Last year we learned from an athletic department source that in the spring of 2022, Edwards, who was fatigued by the ongoing NCAA investigation, seeing his roster being depleted not only by a handful of assistant coaches but also by numerous talented players utilizing the transfer portal, offered Anderson his resignation at that time.
The fact that Anderson convinced Edwards to stay, aside from the obvious coddling of his buddy, was also done due to the reason that it would have been impossible to even attempt and hire a suitable replacement head coach to lead the program, with just months prior to the season's kickoff. Nonetheless, that session resulted in arguably the worst campaign in the program's history, a 3-9 mark. Anderson was also responsible for a $4.4 million buy putout when Edwards and ASU parted ways just three games into the 2022 season.

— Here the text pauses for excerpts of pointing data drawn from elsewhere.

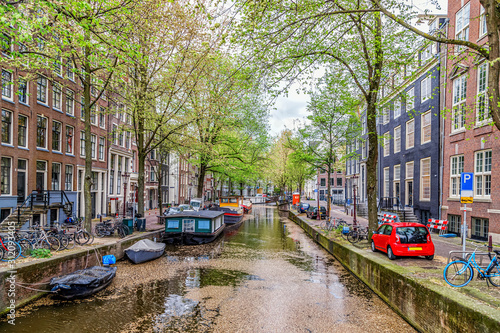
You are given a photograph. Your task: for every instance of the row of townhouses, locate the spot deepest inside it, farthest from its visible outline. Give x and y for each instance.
(42, 151)
(435, 125)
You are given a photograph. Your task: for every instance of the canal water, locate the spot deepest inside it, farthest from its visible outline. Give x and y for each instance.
(268, 276)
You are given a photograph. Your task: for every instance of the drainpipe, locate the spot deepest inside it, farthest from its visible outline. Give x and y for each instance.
(442, 101)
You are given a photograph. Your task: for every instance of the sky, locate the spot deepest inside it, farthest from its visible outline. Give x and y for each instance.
(294, 106)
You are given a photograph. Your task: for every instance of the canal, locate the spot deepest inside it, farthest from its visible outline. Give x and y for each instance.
(268, 276)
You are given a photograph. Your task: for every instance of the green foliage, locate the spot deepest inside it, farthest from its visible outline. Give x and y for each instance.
(41, 253)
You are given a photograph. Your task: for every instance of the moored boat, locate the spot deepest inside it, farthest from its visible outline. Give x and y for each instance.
(145, 250)
(82, 283)
(193, 227)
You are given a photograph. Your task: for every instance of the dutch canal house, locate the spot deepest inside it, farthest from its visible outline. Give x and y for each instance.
(41, 152)
(471, 142)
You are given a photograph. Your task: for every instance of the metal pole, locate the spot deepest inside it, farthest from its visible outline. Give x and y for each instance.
(464, 230)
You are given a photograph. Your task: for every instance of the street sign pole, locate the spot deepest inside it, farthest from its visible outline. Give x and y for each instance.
(466, 196)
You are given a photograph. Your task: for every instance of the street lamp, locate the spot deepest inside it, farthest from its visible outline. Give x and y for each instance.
(125, 176)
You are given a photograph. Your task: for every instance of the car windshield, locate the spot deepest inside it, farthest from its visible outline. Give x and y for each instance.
(412, 235)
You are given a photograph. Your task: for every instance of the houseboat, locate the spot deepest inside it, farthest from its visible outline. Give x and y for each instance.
(232, 208)
(193, 227)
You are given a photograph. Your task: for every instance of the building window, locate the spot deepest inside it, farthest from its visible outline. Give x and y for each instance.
(480, 228)
(410, 99)
(6, 127)
(56, 96)
(41, 132)
(425, 123)
(22, 131)
(69, 139)
(56, 174)
(6, 175)
(410, 134)
(458, 111)
(425, 89)
(386, 116)
(68, 178)
(102, 121)
(69, 70)
(56, 135)
(387, 182)
(5, 44)
(41, 89)
(483, 29)
(482, 109)
(462, 24)
(482, 174)
(82, 143)
(22, 91)
(425, 179)
(387, 144)
(6, 84)
(101, 148)
(397, 139)
(397, 108)
(457, 167)
(455, 224)
(93, 142)
(70, 102)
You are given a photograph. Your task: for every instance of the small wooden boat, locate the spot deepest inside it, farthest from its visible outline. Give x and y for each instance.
(83, 283)
(144, 250)
(193, 227)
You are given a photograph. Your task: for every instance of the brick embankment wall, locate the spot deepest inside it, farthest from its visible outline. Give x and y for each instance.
(427, 306)
(40, 271)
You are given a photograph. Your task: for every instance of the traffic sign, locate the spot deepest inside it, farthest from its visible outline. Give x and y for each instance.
(466, 187)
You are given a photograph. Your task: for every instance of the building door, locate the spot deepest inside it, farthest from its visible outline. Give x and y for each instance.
(409, 193)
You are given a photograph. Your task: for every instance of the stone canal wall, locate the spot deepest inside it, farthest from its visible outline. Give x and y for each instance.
(429, 307)
(38, 272)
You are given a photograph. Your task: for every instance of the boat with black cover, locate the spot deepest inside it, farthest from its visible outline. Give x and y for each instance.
(82, 283)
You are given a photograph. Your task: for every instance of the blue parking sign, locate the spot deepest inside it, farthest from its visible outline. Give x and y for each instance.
(467, 187)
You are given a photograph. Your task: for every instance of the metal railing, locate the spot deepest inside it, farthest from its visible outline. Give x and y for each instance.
(43, 198)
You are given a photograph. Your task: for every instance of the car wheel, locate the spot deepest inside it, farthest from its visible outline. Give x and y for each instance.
(390, 254)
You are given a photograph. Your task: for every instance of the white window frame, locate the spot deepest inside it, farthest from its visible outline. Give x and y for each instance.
(410, 131)
(7, 85)
(425, 179)
(397, 139)
(459, 98)
(482, 117)
(425, 127)
(482, 174)
(456, 169)
(483, 29)
(426, 89)
(387, 144)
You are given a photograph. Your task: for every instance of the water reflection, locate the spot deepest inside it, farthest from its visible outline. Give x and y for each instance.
(268, 276)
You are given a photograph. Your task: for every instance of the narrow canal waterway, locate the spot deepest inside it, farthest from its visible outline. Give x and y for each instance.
(268, 276)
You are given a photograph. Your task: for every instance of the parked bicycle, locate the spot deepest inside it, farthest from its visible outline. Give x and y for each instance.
(460, 272)
(108, 229)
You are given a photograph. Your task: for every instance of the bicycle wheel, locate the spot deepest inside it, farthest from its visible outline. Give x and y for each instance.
(458, 273)
(12, 250)
(26, 247)
(55, 244)
(494, 275)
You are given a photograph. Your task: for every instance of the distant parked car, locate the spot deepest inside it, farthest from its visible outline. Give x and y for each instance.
(303, 207)
(312, 212)
(403, 239)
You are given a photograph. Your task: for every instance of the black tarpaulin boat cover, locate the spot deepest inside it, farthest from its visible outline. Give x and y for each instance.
(90, 277)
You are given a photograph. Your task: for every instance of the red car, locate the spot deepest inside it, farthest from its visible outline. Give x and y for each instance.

Furthermore, Anderson wasn't compelled to self-impose a postseason ban ahead of a season when it was clear it was going nowhere fast. Instead, he saddled first-year head coach Kenny Dillingham with that ban less than a week before the 2023 season opener.
In a 2018 interview with SBNation, Anderson said that he would "hand the keys back to the (ASU) president." If the Herm Edwards hire would have failed. Over a year after Edwards departed the program, Anderson finally followed on his word.